Citing examples of Triad attempts to make connections with Canadian politicians, Clement states that the then-premier of B.C., Mike Harcourt, "was hosted by a known Triad associate, Henry Fok, whose son was arrested in the United States for arms smuggling."
In another example, Clement wrote that the then-mayor of Vancouver and current B.C. premier, Gordon Campbell, was photographed in the early 1990s with the son of a Hong Kong politician, who was identified as ruling council member of the notorious Sun Yee Onn Triad -- one of the world's largest heroin traffickers.
Clement also pointed out that Macau casino king Stanley Ho and Hong Kong tycoon Cheng Yu Tung, both of whom have extensive business and property holdings in Vancouver, were often guests of the Canadian mission.
Both Ho and Cheng have denied any links to Triads.
The tribunal also learned that the extent of security problems associated with Immigration's computer system in Hong Kong may have been minimized.
David Balser a former government computer analyst, was sent to Hong Kong in 1992 to investigate alleged tampering with the system. But Mounties said his subsequent report failed to describe the full extent of the problem.
After Read paid him a visit later, Balser said he could provide a better recollection of his Hong Kong investigation if he could re-access security files.
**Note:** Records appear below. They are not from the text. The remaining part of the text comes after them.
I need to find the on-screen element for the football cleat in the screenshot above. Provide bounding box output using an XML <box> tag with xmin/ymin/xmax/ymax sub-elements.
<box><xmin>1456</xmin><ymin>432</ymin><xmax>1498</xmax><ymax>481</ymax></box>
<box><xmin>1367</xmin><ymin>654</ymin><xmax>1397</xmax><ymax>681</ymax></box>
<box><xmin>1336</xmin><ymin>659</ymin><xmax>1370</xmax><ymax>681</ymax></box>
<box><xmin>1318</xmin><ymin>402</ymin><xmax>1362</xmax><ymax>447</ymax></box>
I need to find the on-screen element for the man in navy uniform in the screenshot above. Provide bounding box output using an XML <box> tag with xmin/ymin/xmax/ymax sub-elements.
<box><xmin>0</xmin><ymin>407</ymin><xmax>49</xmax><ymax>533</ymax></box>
Balser was told not to co-operate with the Mountie, but in a letter to his bosses he said he could have provided a "more accurate statement" which would also be "more damaging to Immigration Canada and by reflection the Department of Foreign Affairs and International Trade."
Immigration Minister Denis Coderre was invited last week to comment on the various documents before the tribunal, but he declined.
EMPLOYER'S 'DIRTY HANDS'
For his role in the affair, whistle-blower Read, a father of two, has gone through a personal hell. After he went public in 1999, the RCMP ordered an administrative review of his file. It found no substance to his allegations of a coverup, although it found that the original investigators were sloppy and that Immigration Canada had not fixed security problems identified eight years earlier.
Last November, more than two years after he was suspended, the tribunal began hearings against Read. RCMP prosecutor Brian Radford said Read had been looking to pick a fight and that his employers had the right to remove him. "Cpl. Read . . . simply did not have the investigative abilities to carry out an investigation of this importance and difficulty," he said.
Lawyer David Yazbeck, who represents Read, said that for an employer to fire an employee, the employer must come with clean hands. "If you look at this record, the employer had dirty hands," he said.
"In order to find Read guilty," Yazbeck told the tribunal, "you have to show that the public has no business knowing about this investigation."